Habib Bourguiba, hissé à la tête de l’Exécutif en avril 1956, conçoit de longue date la Tunisie moderne, la Tunisie arrachée à l’archaïsme et qui se lance à rattraper la caravane de la civilisation. De très belles pages sont consacrées à cet épisode effervescent : la Tunisie se recrée, se resitue dans son temps, fixe les enjeux, mobilise les moyens, reconstruit l’édifice. Elle se distingue par la clarté stratégique et par la netteté de la philosophie de l’homme qui l’anime et qui l’inspire. Les témoignages des contemporains sont éloquents. La bataille du développement est déclarée plus importante que la lutte pour l’indépendance, l’impératif du progrès prévaut sur les idéaux démocratiques, la rationalité prévaut sur le dogme. L’auteur affirme : « nos progrès d’aujourd’hui et de demain seront à jamais le fruit de la Révolution bourguibienne engagée durant cette période cruciale. Et cette Révolution ne pouvait être accomplie sans ‘‘choc’’ ».
Les réformes fondamentales portent sur la conquête de la souveraineté économique, sur la construction nationale et la mobilisation de l’investissement. Elles se développent dans un contexte économique en voie de mondialisation où l’Europe occupe une position prépondérante, et dans un système mondial relativement équilibré où la Tunisie indépendante est comprise, respectée et fermement soutenue. Sur ce fond, la problématique du développement économique et les choix politiques et culturels inhérents déterminent la longue œuvre historique de la Révolution tunisienne.

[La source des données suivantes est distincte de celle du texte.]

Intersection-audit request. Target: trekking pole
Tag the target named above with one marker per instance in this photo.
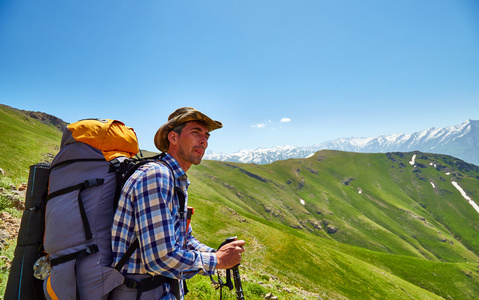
(236, 275)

Certains grands axes – la généralisation de l’enseignement, le statut de la femme, l’abolition des Habous, la promotion de la sécurité sociale– sont menés à terme. A tous égards, les réalisations sont cohérentes, le bilan positif, parfois superbe. L’auteur exalte l’instauration de la sécurité sociale, sa structuration et ses records. Ces percées constituent, dans l’histoire nationale, une révolution.
Sur le tard, le long règne de Bourguiba est brouillé par la raideur du monopartisme, le blocage de la démocratie, les frustrations consécutives aux crises économiques : les explosions de moins en moins contenues de la classe politique et de la société civile, légitimement exigeantes, posent le problème de l’autoritarisme et des libertés démocratiques.
Les prémisses de l’évolution démocratique ne tardent pas à menacer la majorité électorale, invariablement acquise au profit du système bourguibien. Les élections pluralistes du 1er novembre 1981 donnent le coup de semonce: tout prouve que des instructions émanant de Carthage dictent de proclamer la victoire totale du Parti au pouvoir. Or, au-delà de l’appel démocratique, le pluralisme recèle aussi l’appel sournois d’un courant islamiste dont nul ne soupçonnait la profondeur, ni la violence ni la résilience.
Tandis que l’Algérie voisine subit, de plein fouet, la fureur islamiste surgie aux élections municipales de juin 1990, et combattue par l’armée tout au long d’une décennie noire, la menace en Tunisie est tenue en échec dès la relève du Président Bourguiba en novembre 1987. L’épreuve entraîne la montée en puissance de l’appareil de sécurité qui s’en prévaut pour se recentrer, pour justifier et proroger l’autoritarisme et pour ouvrir la voie à de nouveaux fléaux : les affaires, les détournements, la corruption, la déchéance de l’Etat. Nul n’écoute les voix populaires.
La Révolution, c’est la voix populaire. Prévaudra-t-elle ? Mahmoud Ben Romdhane présente une thèse ample, sévère et ardente. Elle lève le voile sur l’acte même, sur les répliques et, plus au fond, sur la société tunisienne, ses envolées et ses limites.